While the exact role that diet plays in the development of pancreatic cancer or its prevention is still under study, some dietary factors have been identified as potentially relevant to this. One of these is meat intake, with some research showing that a high intake of red and processed meat can adversely affect the risk of developing this cancer; this may in part relate to the high content of heterocyclic amines, found in cooked and especially well-done meats, which are believed to trigger cancerous changes in cells. The fat content of red and processed meats may also be important, as some work into the association between fat intake and cancer risk has shown a greater consumption of fat from animal sources to be linked to increased likelihood of pancreatic cancer. Meanwhile, a diet rich in fruit and vegetables has been identified as possibly protective against its development in some studies, which may be explained by their antioxidant content.
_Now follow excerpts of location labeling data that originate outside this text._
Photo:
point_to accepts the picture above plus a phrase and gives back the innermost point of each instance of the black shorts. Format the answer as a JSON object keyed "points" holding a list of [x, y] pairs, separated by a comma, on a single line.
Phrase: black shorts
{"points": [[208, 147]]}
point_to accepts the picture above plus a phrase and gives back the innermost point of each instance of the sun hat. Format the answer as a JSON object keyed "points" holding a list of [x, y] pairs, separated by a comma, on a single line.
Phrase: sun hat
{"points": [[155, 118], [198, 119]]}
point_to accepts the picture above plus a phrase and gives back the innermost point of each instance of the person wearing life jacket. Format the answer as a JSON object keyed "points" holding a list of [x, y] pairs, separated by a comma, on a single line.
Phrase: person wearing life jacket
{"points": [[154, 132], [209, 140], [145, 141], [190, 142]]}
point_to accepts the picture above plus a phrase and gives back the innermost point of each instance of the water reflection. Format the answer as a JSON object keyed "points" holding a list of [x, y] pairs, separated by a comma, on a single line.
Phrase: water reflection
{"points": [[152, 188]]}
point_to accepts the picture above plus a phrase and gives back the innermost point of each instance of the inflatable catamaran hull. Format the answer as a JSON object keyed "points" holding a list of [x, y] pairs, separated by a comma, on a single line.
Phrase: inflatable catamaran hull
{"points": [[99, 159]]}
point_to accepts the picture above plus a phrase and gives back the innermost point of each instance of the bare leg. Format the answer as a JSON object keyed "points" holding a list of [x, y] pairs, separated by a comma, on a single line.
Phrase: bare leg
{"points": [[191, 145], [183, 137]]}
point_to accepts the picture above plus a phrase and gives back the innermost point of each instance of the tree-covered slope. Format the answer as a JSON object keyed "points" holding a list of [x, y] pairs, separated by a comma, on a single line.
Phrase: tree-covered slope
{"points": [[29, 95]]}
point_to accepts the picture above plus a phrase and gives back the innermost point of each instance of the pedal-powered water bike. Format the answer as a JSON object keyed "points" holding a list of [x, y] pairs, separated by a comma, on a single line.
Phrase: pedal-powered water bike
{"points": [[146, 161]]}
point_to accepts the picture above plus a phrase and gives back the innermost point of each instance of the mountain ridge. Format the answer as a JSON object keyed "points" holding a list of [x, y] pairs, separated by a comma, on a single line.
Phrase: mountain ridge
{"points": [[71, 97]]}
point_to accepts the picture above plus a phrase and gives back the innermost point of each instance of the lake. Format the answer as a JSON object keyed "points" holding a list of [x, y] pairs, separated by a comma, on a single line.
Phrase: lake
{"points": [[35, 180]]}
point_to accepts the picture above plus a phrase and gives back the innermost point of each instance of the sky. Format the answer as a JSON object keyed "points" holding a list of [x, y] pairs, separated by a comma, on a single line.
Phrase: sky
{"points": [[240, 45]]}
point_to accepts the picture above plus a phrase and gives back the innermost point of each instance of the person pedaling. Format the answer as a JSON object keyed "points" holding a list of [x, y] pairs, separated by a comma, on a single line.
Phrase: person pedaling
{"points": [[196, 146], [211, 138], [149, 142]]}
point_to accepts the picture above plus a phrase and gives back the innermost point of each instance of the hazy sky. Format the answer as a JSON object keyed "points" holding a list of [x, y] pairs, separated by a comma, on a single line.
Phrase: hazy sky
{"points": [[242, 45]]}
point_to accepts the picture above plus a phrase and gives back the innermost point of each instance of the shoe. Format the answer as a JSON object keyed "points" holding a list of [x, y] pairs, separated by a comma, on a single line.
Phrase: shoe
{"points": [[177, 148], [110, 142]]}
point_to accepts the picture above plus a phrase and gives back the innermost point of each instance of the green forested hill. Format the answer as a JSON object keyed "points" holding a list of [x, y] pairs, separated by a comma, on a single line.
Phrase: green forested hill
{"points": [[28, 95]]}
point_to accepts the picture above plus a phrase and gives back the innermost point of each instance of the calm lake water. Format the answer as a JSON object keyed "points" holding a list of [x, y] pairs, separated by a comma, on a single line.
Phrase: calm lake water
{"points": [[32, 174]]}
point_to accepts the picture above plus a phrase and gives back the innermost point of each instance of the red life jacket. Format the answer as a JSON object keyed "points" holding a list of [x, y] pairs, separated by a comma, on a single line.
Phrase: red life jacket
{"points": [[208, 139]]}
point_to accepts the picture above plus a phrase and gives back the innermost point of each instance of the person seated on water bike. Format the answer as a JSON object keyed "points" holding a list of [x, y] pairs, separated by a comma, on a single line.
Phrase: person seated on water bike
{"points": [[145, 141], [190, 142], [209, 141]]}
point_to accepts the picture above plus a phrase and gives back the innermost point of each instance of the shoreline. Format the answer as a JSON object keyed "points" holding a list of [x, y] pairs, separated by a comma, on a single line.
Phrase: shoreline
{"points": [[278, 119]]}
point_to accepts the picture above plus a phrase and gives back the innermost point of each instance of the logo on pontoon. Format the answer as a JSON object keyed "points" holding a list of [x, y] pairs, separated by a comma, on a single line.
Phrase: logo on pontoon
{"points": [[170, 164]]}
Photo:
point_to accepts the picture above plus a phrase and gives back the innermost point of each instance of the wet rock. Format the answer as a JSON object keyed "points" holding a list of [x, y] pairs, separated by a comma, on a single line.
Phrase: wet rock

While caution is still needed with regards to the extent to which diet is implicated in pancreatic cancer, a well-balanced diet, which includes a greater proportion of plant-based foods, is advisable for general health. For protein, emphasis should be placed on pulses, fish, poultry, eggs and low-fat dairy foods, with red unprocessed meat included in moderation.
Certainly further research is needed into this area, but taking steps to address these lifestyle factors may not only help to reduce your risk of pancreatic cancer, but are in line with advice for the prevention of other chronic health problems, potentially providing all round benefits.
Thanks, Lisa! Too bad there isn’t more doctors can do once someone develops pancreatic cancer. Find it a few months too late and it’s a tough road ahead. Still, I know several patients that have survived longer than their oncologists predicted.